Die Nahrungsmittelhygiene nimmt einen verhältnismäßig breiten Raum ein; in der Materia medica werden vorzugsweise einfache Arzneimittel abgehandelt. Die Anatomie enthalten in nuce die Verse:

Nervus et arteria, cutis, os, caro, glandula, vena,

Pinguedo, cartilago et membrana, tenontes:

Hac sunt consimiles in nostro corpore partes.

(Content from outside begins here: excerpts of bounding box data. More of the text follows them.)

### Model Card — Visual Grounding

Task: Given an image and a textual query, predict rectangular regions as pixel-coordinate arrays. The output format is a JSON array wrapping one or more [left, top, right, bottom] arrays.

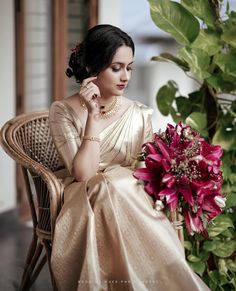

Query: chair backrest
[[1, 111, 63, 239]]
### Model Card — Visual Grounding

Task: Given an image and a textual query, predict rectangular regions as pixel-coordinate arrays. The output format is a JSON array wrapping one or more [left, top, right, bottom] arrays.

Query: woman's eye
[[112, 67, 120, 72]]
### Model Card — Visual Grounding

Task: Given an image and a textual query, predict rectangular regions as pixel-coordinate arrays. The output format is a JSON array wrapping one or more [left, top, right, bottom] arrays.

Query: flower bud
[[155, 200, 165, 211]]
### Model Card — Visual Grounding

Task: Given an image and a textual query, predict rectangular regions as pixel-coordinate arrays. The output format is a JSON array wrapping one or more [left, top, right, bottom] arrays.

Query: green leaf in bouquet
[[212, 240, 236, 258], [229, 173, 236, 185], [178, 47, 211, 79], [221, 153, 231, 180], [203, 240, 217, 252], [226, 191, 236, 208], [208, 270, 223, 291], [191, 29, 222, 56], [149, 0, 200, 45], [181, 0, 214, 27], [212, 126, 236, 151], [218, 259, 228, 276], [214, 53, 236, 77], [199, 251, 210, 262], [151, 53, 189, 72], [170, 107, 184, 123], [188, 261, 206, 276], [187, 255, 201, 263], [221, 27, 236, 48], [208, 214, 234, 238], [205, 74, 235, 93], [175, 96, 192, 119], [226, 259, 236, 273], [156, 81, 178, 116], [221, 228, 234, 238], [185, 112, 208, 137]]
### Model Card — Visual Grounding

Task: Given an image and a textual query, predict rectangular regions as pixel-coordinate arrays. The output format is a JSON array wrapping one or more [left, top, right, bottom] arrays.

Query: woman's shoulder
[[49, 95, 79, 115], [133, 100, 153, 115]]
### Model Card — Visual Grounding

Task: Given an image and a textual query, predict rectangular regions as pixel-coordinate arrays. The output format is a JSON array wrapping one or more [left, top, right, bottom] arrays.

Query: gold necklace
[[79, 97, 121, 119]]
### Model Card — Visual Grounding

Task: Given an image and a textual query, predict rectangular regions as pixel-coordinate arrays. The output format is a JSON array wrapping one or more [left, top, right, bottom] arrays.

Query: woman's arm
[[72, 77, 100, 181]]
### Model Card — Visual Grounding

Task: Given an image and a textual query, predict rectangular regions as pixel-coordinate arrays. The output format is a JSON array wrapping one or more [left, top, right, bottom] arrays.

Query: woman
[[50, 25, 209, 291]]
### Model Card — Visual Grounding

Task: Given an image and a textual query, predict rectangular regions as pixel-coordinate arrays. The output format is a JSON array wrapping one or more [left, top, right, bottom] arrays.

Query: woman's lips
[[117, 85, 126, 90]]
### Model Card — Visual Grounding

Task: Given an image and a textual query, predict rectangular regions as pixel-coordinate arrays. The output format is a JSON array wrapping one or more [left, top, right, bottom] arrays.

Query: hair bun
[[65, 68, 74, 78]]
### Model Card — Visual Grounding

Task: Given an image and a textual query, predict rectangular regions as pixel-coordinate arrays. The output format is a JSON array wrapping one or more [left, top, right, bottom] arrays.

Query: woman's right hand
[[78, 77, 101, 114]]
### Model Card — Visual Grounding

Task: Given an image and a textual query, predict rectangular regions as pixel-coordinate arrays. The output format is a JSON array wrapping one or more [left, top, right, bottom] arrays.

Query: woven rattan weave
[[1, 111, 63, 291]]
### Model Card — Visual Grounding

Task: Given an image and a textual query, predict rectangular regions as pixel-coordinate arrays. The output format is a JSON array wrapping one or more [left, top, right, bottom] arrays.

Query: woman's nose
[[121, 69, 130, 81]]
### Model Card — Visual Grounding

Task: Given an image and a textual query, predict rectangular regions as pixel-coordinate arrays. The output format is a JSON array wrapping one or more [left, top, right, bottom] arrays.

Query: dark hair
[[66, 24, 135, 82]]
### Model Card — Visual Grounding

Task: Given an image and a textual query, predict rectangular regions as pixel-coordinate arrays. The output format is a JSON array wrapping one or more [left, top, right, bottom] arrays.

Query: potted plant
[[149, 0, 236, 290]]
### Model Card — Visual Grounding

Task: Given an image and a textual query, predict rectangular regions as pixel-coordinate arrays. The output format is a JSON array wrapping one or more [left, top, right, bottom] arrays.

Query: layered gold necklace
[[80, 96, 121, 119]]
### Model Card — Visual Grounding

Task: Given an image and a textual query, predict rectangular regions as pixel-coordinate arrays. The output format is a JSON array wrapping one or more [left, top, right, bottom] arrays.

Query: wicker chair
[[0, 111, 63, 291]]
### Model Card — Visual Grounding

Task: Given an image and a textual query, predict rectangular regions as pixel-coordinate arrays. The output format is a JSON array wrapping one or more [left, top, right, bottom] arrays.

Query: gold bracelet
[[83, 135, 100, 142]]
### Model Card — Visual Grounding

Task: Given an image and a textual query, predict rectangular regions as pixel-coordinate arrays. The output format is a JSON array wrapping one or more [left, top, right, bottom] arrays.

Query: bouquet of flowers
[[134, 122, 225, 235]]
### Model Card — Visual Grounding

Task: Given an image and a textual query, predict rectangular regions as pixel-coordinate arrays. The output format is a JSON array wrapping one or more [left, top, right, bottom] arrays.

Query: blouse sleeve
[[49, 101, 82, 174], [144, 109, 153, 143], [139, 102, 153, 143]]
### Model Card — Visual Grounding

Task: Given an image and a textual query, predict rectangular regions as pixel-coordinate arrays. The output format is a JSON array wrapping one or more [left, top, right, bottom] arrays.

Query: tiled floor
[[0, 211, 52, 291]]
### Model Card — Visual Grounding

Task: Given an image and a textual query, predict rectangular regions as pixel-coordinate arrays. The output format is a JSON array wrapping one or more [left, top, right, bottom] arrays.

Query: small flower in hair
[[70, 43, 80, 53]]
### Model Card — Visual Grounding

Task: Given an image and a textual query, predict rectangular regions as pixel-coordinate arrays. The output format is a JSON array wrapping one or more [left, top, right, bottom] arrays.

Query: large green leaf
[[212, 240, 236, 258], [181, 0, 214, 27], [214, 53, 236, 77], [191, 29, 222, 56], [212, 127, 236, 151], [221, 28, 236, 48], [205, 74, 236, 93], [208, 214, 234, 238], [178, 47, 211, 80], [149, 0, 199, 45], [175, 96, 192, 119], [185, 112, 207, 137], [156, 81, 178, 116], [226, 192, 236, 208], [151, 53, 189, 71], [221, 11, 236, 48]]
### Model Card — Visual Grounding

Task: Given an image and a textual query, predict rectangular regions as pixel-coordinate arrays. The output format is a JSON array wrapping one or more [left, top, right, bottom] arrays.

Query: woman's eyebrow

Ossibus ex denis bis centenisque novenis (219)

Constat homo, denis bis dentibus et duodenis, (32)

Ex tricentenis decies sex quinque venis, (365)

Hepar, fel, stomachus, caput, splen, pes, manus et cor,

Matrix et vesica sunt officialia membra.

Im physiologischen Abschnitt ist namentlich die Schilderung der vier Temperamente bemerkenswert. Am reichsten sind die späteren Interpolationen in den von Krankheiten und deren Heilung handelnden Kapiteln; doch besitzen gerade diese — wenn man von der Frage der Echtheit absieht — große historische Bedeutung, weil man durch sie recht bequem über die pathologischen Grundanschauungen, über die Diagnostik und Prognostik, über die therapeutischen Indikationen und Heilmethoden der mittelalterlichen Medizin orientiert wird. So finden sich darin z. B. allgemeine Regeln über die Semiotik des Pulses und Urins, sehr ausführliche Vorschriften über den Aderlaß etc. Den Schluß des erweiterten Lehrgedichts bilden kulturhistorisch interessante Verse hodegetischen und deontologischen Inhalts.